As The Australian Bureau of Meteorology say that the eastern Pacific is in the early stages of a “substantial” El Nino event, the first in five years, we could also see a harsh winter for the UK, as during the last El Nino in 2009/10, Britain suffered heavy snowfall.
The El Nino is a warming of the Pacific Ocean as part of a complex cycle linking atmosphere and ocean and the phenomenon is known to disrupt weather patterns around the world, bringing wetter winters to the southwest US and droughts to northern Australia.The consequences of El Nino are much less clear for Europe and the UK.
Dr Allen, senior research fellow in the School of Earth, Atmospheric & Environmental Sciences at The University of Manchester said: “They have been measuring the sea surface temperatures in the Pacific for the past few months and they have noticed some changes.
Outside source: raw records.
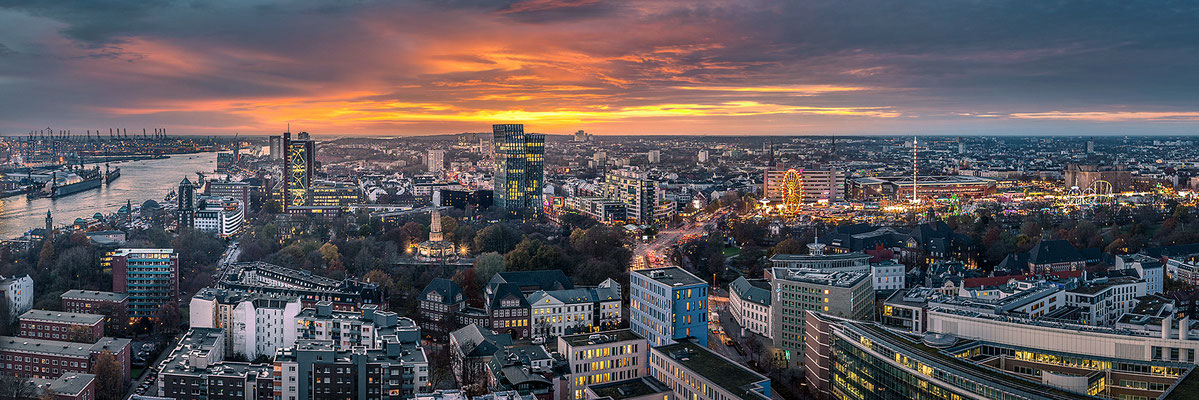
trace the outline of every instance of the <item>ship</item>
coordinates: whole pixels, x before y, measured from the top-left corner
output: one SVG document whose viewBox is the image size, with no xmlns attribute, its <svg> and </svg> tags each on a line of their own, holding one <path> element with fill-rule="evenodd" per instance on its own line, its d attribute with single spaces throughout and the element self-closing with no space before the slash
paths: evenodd
<svg viewBox="0 0 1199 400">
<path fill-rule="evenodd" d="M 112 183 L 112 181 L 121 177 L 121 167 L 108 169 L 108 164 L 104 164 L 104 183 Z"/>
<path fill-rule="evenodd" d="M 55 171 L 50 181 L 42 188 L 42 194 L 54 199 L 98 188 L 103 182 L 104 177 L 100 175 L 99 167 L 94 170 L 79 170 L 78 173 Z"/>
</svg>

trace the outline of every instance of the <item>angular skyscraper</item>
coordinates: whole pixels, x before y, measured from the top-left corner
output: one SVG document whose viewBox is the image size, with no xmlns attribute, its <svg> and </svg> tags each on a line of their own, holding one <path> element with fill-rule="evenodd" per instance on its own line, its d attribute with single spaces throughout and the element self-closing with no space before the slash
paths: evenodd
<svg viewBox="0 0 1199 400">
<path fill-rule="evenodd" d="M 176 209 L 179 210 L 177 229 L 191 228 L 196 223 L 196 186 L 185 177 L 183 181 L 179 182 L 177 193 L 178 207 Z M 132 211 L 130 210 L 130 212 Z"/>
<path fill-rule="evenodd" d="M 495 143 L 495 205 L 512 216 L 541 215 L 545 135 L 525 133 L 522 124 L 492 125 Z"/>
<path fill-rule="evenodd" d="M 316 143 L 308 140 L 307 132 L 292 140 L 291 132 L 283 133 L 283 210 L 307 206 L 311 202 L 312 176 L 315 173 Z"/>
</svg>

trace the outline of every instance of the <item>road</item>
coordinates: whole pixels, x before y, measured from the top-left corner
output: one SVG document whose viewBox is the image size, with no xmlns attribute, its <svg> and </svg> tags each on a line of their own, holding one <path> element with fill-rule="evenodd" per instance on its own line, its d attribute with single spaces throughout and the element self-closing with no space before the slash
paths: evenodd
<svg viewBox="0 0 1199 400">
<path fill-rule="evenodd" d="M 716 229 L 715 221 L 728 214 L 728 212 L 729 209 L 722 208 L 711 216 L 700 215 L 695 220 L 684 223 L 681 227 L 658 231 L 658 235 L 654 237 L 654 240 L 638 242 L 637 246 L 633 248 L 632 269 L 674 266 L 666 250 L 684 240 L 698 238 L 705 232 Z"/>
</svg>

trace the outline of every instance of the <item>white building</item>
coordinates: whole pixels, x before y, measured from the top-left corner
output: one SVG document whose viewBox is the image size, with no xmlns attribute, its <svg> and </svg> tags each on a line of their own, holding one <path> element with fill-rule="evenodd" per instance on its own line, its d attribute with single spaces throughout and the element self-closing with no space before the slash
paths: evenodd
<svg viewBox="0 0 1199 400">
<path fill-rule="evenodd" d="M 870 264 L 870 275 L 874 277 L 875 291 L 903 289 L 906 284 L 907 267 L 887 260 Z"/>
<path fill-rule="evenodd" d="M 770 337 L 770 282 L 739 277 L 729 284 L 729 313 L 741 326 L 741 336 L 753 332 Z"/>
<path fill-rule="evenodd" d="M 1116 270 L 1131 269 L 1145 281 L 1145 293 L 1157 294 L 1165 290 L 1166 267 L 1158 259 L 1144 254 L 1116 256 Z"/>
<path fill-rule="evenodd" d="M 194 328 L 224 329 L 226 356 L 253 360 L 296 344 L 299 312 L 294 296 L 204 288 L 192 297 L 189 321 Z"/>
<path fill-rule="evenodd" d="M 196 198 L 196 218 L 193 225 L 196 230 L 230 237 L 241 232 L 245 219 L 245 205 L 232 197 Z"/>
<path fill-rule="evenodd" d="M 649 343 L 628 329 L 558 338 L 570 367 L 568 400 L 587 398 L 588 386 L 640 378 L 648 371 Z"/>
<path fill-rule="evenodd" d="M 33 309 L 33 278 L 29 275 L 0 277 L 0 291 L 8 300 L 9 319 L 16 319 L 18 315 Z"/>
<path fill-rule="evenodd" d="M 429 158 L 426 161 L 429 172 L 441 172 L 445 166 L 445 150 L 429 150 Z"/>
<path fill-rule="evenodd" d="M 1170 279 L 1180 280 L 1188 284 L 1199 284 L 1199 263 L 1171 258 L 1166 260 L 1166 274 Z"/>
<path fill-rule="evenodd" d="M 528 295 L 534 336 L 595 332 L 620 323 L 620 286 L 538 290 Z"/>
<path fill-rule="evenodd" d="M 651 348 L 649 368 L 676 399 L 770 399 L 770 378 L 691 341 Z"/>
<path fill-rule="evenodd" d="M 316 308 L 301 310 L 293 321 L 297 340 L 328 340 L 338 349 L 379 350 L 387 336 L 419 336 L 420 332 L 412 319 L 380 311 L 373 304 L 362 306 L 361 312 L 334 311 L 332 303 L 322 301 Z"/>
<path fill-rule="evenodd" d="M 1137 306 L 1144 296 L 1145 280 L 1131 276 L 1099 278 L 1066 292 L 1066 306 L 1078 307 L 1087 325 L 1112 326 Z"/>
<path fill-rule="evenodd" d="M 660 163 L 662 162 L 662 150 L 650 150 L 645 157 L 649 159 L 650 164 Z"/>
<path fill-rule="evenodd" d="M 699 159 L 699 162 L 701 162 L 701 163 L 706 163 L 706 162 L 708 162 L 708 151 L 707 151 L 707 150 L 700 150 L 700 151 L 699 151 L 699 155 L 697 156 L 697 158 Z"/>
</svg>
Just to be clear though this is a projection of what they think will happen, it is not yet definite. Currently there is not a strong El Nino but what they are saying is that by September they are expecting it to be.
“If that is the case then are several patterns we can expect. The US and Australia could suffer severe draughts. It will be much wetter than usual in South America in the past it has caused quite severe flooding.
“The impact on European UK weather conditions is harder to judge. There has never been a proven link between El Nino and the weather in our part of the world. All we can do is look back in the records to see what has happened. We are pretty sure it has an effect but it has been hard to prove.
“1997 was the last time we had a strong one, but there was also a weaker one in 2010. The weather in the winter of 2010 was extremely cold, in fact is was one of the coldest winters on record. And the summers the year after was much wetter than normal. But those are just correlations. And if El Nino doesn’t kick in till September as predicted then we won’t feel the impact this summer.”